To the right of the search bar is a three-dot icon for opening a menu that has all the options bundled together, and the usual button for opening your tabs, which has also been redesigned, has been changed from a rotating stack to simple flat thumbnails; You can see about 6 at a time. Best of all (or worst, depending on your perspective), if you can see your tabs at a glance, you can also see the number of tabs in the bar below.
If you just want to switch between your current tab and the previous or next one, you can tap and hold the search bar and swipe left or right.
Of course, notifications aren’t sexy, and they’re barely high on the list of most anticipated iOS 15 features. And yet they’re so central to using an iPhone that anyone with the beta will immediately notice the refinements here.
For starters, the notifications are leaner – truncated, with less white space around the text, and with seemingly livelier and more eye-catching icons. There’s a little more space between different notification groups lumped together by the app – and it’s now also easier to distinguish those groups with a shaded effect that makes them appear stacked.

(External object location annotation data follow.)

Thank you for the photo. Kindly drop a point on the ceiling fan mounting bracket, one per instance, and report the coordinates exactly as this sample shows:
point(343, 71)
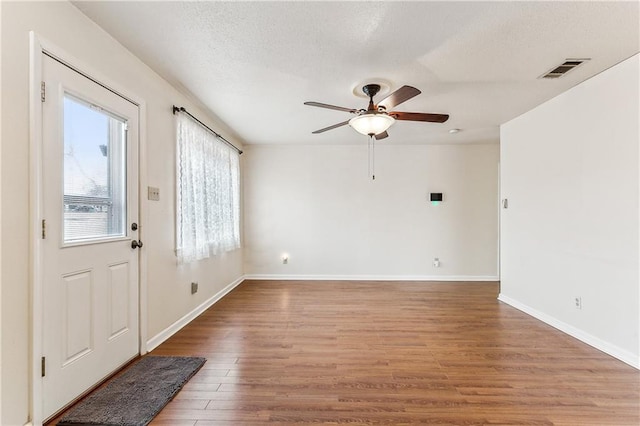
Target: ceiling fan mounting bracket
point(371, 90)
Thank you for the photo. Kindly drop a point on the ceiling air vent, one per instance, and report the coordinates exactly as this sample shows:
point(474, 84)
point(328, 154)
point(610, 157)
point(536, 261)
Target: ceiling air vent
point(564, 68)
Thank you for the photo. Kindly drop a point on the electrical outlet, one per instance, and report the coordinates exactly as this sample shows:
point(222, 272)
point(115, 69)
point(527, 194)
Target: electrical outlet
point(153, 193)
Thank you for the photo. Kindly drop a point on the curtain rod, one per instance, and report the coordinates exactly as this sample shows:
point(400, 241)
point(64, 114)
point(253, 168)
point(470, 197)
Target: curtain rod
point(218, 135)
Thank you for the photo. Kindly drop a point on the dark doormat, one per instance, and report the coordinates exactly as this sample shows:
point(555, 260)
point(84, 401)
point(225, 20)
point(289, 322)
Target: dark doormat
point(136, 396)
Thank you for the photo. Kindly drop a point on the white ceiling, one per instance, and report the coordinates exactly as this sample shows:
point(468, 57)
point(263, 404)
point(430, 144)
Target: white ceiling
point(253, 64)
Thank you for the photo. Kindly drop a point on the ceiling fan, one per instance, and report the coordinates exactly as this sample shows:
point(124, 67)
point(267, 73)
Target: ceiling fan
point(376, 119)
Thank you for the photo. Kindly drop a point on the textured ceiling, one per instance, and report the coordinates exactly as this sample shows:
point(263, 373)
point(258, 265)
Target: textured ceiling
point(253, 64)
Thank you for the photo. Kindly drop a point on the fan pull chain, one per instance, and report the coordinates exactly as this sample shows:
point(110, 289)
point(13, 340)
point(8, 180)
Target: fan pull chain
point(372, 157)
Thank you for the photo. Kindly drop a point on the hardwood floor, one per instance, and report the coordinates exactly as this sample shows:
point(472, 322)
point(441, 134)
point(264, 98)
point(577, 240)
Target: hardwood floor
point(293, 353)
point(284, 352)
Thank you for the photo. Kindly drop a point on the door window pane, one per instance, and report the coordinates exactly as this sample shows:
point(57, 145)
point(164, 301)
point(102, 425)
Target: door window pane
point(94, 172)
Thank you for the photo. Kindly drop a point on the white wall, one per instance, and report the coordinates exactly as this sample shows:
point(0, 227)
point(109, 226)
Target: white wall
point(570, 171)
point(318, 204)
point(169, 295)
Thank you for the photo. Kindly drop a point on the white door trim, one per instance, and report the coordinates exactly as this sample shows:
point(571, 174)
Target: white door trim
point(38, 47)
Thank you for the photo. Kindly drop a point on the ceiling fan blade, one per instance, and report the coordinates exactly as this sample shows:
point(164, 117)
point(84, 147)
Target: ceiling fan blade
point(420, 116)
point(335, 126)
point(382, 135)
point(321, 105)
point(401, 95)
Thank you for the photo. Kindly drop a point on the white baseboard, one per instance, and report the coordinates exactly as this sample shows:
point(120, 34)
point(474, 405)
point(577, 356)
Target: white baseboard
point(606, 347)
point(155, 341)
point(372, 277)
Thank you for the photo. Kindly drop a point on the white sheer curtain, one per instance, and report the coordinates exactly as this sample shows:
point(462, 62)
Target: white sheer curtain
point(208, 193)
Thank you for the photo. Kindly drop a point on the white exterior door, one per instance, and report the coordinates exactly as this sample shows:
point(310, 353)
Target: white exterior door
point(90, 211)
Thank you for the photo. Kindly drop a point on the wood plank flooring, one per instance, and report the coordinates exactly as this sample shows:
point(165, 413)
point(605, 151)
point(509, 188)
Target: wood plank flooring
point(285, 352)
point(390, 353)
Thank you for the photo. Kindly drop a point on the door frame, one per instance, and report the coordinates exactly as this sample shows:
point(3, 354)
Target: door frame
point(38, 47)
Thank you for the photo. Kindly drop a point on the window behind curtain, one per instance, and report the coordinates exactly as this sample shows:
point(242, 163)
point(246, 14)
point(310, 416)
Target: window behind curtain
point(208, 193)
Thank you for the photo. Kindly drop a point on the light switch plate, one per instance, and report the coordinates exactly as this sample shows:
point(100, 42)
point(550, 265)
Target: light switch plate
point(154, 193)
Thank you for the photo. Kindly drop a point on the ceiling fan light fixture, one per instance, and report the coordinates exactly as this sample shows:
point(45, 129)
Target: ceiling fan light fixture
point(371, 123)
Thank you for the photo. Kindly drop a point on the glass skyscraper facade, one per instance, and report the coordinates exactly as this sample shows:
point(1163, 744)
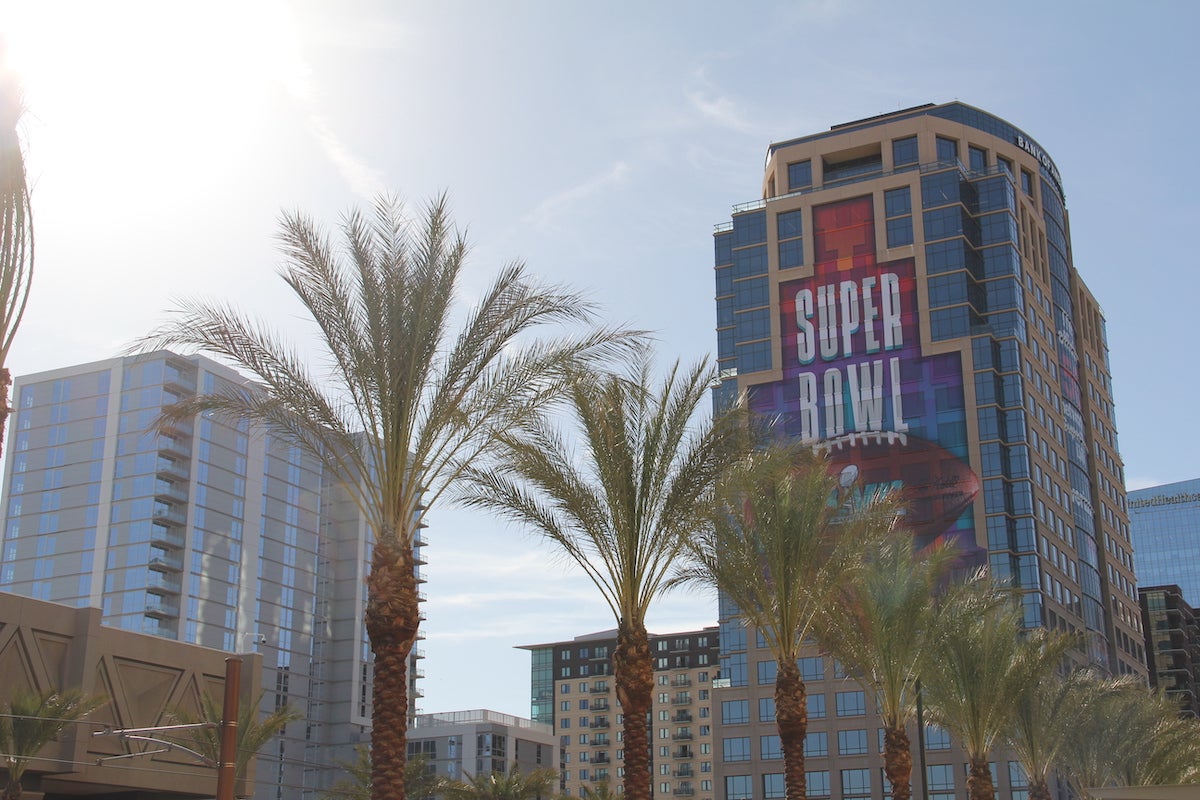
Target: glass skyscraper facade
point(1165, 522)
point(903, 296)
point(208, 531)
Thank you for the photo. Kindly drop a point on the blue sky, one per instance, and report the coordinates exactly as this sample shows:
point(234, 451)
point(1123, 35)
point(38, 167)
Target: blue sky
point(599, 143)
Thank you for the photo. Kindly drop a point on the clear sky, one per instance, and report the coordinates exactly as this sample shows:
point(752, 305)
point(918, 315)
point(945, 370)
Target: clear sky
point(598, 142)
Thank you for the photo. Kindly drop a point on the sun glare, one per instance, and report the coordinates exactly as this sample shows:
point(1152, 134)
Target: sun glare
point(161, 85)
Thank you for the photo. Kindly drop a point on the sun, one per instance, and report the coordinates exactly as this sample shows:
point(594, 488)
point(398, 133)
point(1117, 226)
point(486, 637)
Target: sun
point(149, 83)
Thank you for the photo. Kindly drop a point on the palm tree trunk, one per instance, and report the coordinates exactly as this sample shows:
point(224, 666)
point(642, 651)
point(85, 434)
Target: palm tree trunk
point(393, 619)
point(5, 383)
point(792, 720)
point(634, 668)
point(898, 762)
point(979, 786)
point(1038, 788)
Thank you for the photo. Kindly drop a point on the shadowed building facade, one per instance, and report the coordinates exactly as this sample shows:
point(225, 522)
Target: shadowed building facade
point(903, 296)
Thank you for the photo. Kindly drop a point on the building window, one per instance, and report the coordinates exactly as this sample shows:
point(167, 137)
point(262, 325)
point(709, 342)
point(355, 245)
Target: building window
point(904, 151)
point(936, 738)
point(816, 744)
point(817, 782)
point(771, 747)
point(856, 783)
point(735, 711)
point(851, 704)
point(736, 749)
point(977, 158)
point(799, 175)
point(947, 150)
point(852, 743)
point(811, 668)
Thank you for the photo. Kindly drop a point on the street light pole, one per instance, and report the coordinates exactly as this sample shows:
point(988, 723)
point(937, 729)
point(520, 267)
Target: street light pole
point(227, 764)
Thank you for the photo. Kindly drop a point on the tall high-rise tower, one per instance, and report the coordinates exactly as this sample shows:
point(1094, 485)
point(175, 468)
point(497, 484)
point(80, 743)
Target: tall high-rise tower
point(211, 533)
point(903, 295)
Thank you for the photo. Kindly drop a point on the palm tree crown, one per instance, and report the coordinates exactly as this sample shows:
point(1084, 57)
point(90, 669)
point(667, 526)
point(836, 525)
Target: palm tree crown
point(413, 396)
point(883, 625)
point(622, 506)
point(30, 720)
point(789, 537)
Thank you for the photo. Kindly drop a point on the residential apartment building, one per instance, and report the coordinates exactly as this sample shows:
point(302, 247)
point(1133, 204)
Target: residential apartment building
point(903, 296)
point(1173, 644)
point(1165, 524)
point(574, 690)
point(462, 744)
point(209, 531)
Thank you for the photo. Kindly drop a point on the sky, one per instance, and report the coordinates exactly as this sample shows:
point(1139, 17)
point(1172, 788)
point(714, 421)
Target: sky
point(599, 143)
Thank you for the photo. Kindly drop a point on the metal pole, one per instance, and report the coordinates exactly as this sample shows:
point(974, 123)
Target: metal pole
point(227, 763)
point(921, 744)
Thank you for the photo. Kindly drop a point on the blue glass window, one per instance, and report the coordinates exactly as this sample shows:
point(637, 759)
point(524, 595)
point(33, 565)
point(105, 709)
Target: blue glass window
point(736, 749)
point(738, 787)
point(852, 743)
point(750, 228)
point(947, 149)
point(769, 747)
point(723, 247)
point(817, 783)
point(750, 260)
point(977, 158)
point(790, 224)
point(749, 294)
point(898, 202)
point(735, 711)
point(791, 253)
point(754, 356)
point(851, 704)
point(856, 783)
point(899, 232)
point(799, 175)
point(753, 324)
point(811, 667)
point(904, 151)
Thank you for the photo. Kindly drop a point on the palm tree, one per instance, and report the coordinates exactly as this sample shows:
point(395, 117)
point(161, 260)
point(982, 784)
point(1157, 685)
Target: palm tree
point(499, 786)
point(883, 625)
point(421, 781)
point(981, 671)
point(793, 540)
point(413, 400)
point(1045, 708)
point(16, 230)
point(253, 733)
point(1152, 744)
point(621, 507)
point(30, 721)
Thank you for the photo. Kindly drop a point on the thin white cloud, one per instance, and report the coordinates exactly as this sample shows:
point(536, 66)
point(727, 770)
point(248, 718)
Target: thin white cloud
point(555, 206)
point(719, 109)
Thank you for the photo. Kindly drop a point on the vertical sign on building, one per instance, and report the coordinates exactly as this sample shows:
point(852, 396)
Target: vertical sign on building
point(857, 384)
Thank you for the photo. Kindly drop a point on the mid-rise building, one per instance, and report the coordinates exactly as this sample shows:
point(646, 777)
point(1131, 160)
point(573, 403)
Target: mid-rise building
point(462, 744)
point(903, 296)
point(574, 691)
point(1165, 525)
point(1173, 644)
point(210, 531)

You can also choose to allow notifications to break through focus mode (the new name for Do Not Disturb, Sleep, and the new Home and Work modes). It’s handy for apps that you absolutely need to break the veil – and also for people like partners, family or friends who you want to be able to call at anytime. This feature is extensively customizable, allowing you to set times when focus mode is automatically activated, whether certain apps are shown on the home or lock screen, and notifying contacts when a focus mode is active (don’t bother me, I am Work!).
Okay, we haven’t seen too much of the more exciting maps refinements promised for iOS 15, such as where we are on our route, even if underground or out of signal range.
But we’ve seen the more subtle changes to maps, such as refined 3D building models and color differences between minor back roads and main roads. More noticeable are a few new tweaks to the way you enter directions: Your route now snakes from your position to your destination, which is easy to see, and when Maps recalculates a better route, it will slip out again. You can also change your departure time.